Information overload
The overwhelming amounts of opinions, objections, subtle self-promotion, who's trending, who's spending, pins, tweets, twerks, twits and whatever other junk is stewing and causing steam on the internet has brought me to the brink of combustion. My brain is so cluttered with this crap, with the concerns of culture that seem to be flamed by web-hosted "riots", these volatile threads of conservations typed out by fingers who feel safe to spew forth from the comfort and anonymity of their couches. I've been trying to avoid participation-by-reading, but that is getting harder by the day. The trickle of needless knowledge has become a raging river, and only because I've given it permission to. I am not a victim to what I allow myself to spend time reading. I can say no, and so I am.

Activity overload
As a family, we are involved in so little. As in, barely anything, really. We aim to make it to church on the Sundays we can, and my husband insist our children know how to swim, so we've been doing lessons at the local rec center. Sunday school, elementary school and an occasional swim lesson, that is ALL. Even JUST those things are feeling too much to handle some days. There is travel that my husband does for work and there is the unburdensome (and from-home) tending to the project that gives me reminder that I'm more than the roles I carry out. Outside of that, there are countless opportunities that are good, even great, things for any one of our members. YET. Good things aren't necessarily the best things. My threshold for activity AND remaining a loving, aware lover and mother is low. I cannot be going two-thousand miles an hour, running to various and sundry fun/good/worthwhile things and still feel like a focused woman, building a solid family. I am not a victim to a culture that embraces "doing it all". I can say "no".

And so.

And so I have made the choice to do whatever it takes to clear the air in the space I am in. I need to breathe, and not shallowly. I want to breath deeply the life we are living. I want to absorb the colors of fall, catch my children's quirks and calmly say "thank you, but no...we need to have dinner together because some day my children will find greater comfort in being part of family that spent time living together, then one that spent their childhood commuting to separate activities together". I won't say that, of course, yet writing it feels so good, so right.

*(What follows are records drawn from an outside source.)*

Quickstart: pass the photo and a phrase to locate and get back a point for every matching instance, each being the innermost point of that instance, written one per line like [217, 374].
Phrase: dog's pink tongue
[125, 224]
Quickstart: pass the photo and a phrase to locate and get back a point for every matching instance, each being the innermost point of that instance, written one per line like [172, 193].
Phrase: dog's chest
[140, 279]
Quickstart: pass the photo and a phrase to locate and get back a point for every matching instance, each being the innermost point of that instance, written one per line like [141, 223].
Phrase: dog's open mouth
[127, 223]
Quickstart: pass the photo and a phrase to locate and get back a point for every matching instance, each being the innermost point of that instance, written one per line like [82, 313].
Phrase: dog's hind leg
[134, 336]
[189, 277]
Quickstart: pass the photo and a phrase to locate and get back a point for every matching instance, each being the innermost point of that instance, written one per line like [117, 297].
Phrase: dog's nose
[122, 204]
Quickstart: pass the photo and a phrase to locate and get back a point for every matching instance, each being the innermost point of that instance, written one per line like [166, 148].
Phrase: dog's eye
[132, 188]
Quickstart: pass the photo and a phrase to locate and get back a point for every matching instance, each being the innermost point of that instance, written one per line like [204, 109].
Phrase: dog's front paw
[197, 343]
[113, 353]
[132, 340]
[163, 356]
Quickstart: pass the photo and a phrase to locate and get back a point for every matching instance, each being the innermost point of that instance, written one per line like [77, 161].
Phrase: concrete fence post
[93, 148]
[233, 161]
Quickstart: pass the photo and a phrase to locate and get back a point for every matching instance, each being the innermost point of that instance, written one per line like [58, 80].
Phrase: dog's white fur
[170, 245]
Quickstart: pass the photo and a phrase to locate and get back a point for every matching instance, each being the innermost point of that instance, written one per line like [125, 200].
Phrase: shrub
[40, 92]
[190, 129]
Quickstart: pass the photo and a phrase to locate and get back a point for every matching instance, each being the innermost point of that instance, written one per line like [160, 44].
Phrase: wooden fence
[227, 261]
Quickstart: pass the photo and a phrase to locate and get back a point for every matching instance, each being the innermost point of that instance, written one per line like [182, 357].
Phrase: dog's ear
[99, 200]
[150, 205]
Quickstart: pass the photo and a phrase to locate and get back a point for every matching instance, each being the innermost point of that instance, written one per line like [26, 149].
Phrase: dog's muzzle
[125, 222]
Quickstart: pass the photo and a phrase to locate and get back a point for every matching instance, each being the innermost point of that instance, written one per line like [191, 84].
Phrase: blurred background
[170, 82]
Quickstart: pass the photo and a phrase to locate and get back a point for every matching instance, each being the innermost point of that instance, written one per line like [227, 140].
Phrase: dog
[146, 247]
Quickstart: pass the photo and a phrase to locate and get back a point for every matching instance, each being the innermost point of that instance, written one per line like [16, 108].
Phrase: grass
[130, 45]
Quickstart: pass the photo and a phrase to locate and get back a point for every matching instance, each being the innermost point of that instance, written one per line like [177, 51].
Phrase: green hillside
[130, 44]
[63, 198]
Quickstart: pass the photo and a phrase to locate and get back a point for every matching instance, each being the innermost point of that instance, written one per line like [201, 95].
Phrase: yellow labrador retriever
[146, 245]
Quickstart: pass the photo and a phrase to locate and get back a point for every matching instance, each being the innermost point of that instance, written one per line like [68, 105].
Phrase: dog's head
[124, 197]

For those reading this, your threshold might be a lot higher than mine and your ability to intake and discard information much more fine-tuned than mine. Wherever you fall, I hope that both you and I can find a place to "breathe", and not just in rapid, shallow pattern. I pray we can find the discipline, the wisdom and the perseverance to reclaim what has been taken from the opposite of all those virtues and breathe in deeply the simple, good things found at the core of living.

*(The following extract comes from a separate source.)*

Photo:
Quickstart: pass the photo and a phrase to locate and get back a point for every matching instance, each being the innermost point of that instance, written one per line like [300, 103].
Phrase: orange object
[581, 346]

Disclaimer: This is not a blog. It is, but it isn't. It's more of a journal. I write for me, for cheap therapy as I say. This is not a subliminal message of judgment, but an honest (and very quick) writing out of where I am at this very moment, not where I expect anyone else should be.










Comments

Laura said…
Amen!!! Thank you! Each family is different and their ability to juggle the extras is different. I hate how in today's society, we judge how well our children are socially adjusted by how many activities they are in....when, as you said, in the future, what they will really remember is the times at home, surrounded by their family.
debi said…
Praying for you to find peace and calm in the midst.

Hugs!
Anna Urquhart said…
I am with you, dear Jeane. Our family does church on a Sunday morning. The rest of the week is life lived at home and school. It is what we can manage and I'm coming to terms with the idea that the extras and just that: extra. What is essential is our time spent together. My prayers go with you as you navigate your life's (over)flow.
the joyful potter said…
"I want to breath deeply the life we are living... and calmly say "thank you, but no...we need to have dinner together because some day my children will find greater comfort in being part of family that spent time living together, then one that spent their childhood commuting to separate activities together".

I LOVE this!! We are there, too - not infrequently feeling the guilt of peer pressure and missed "opportunities" but could not - WOULD not - do it any other way. Thanks for voicing your feelings!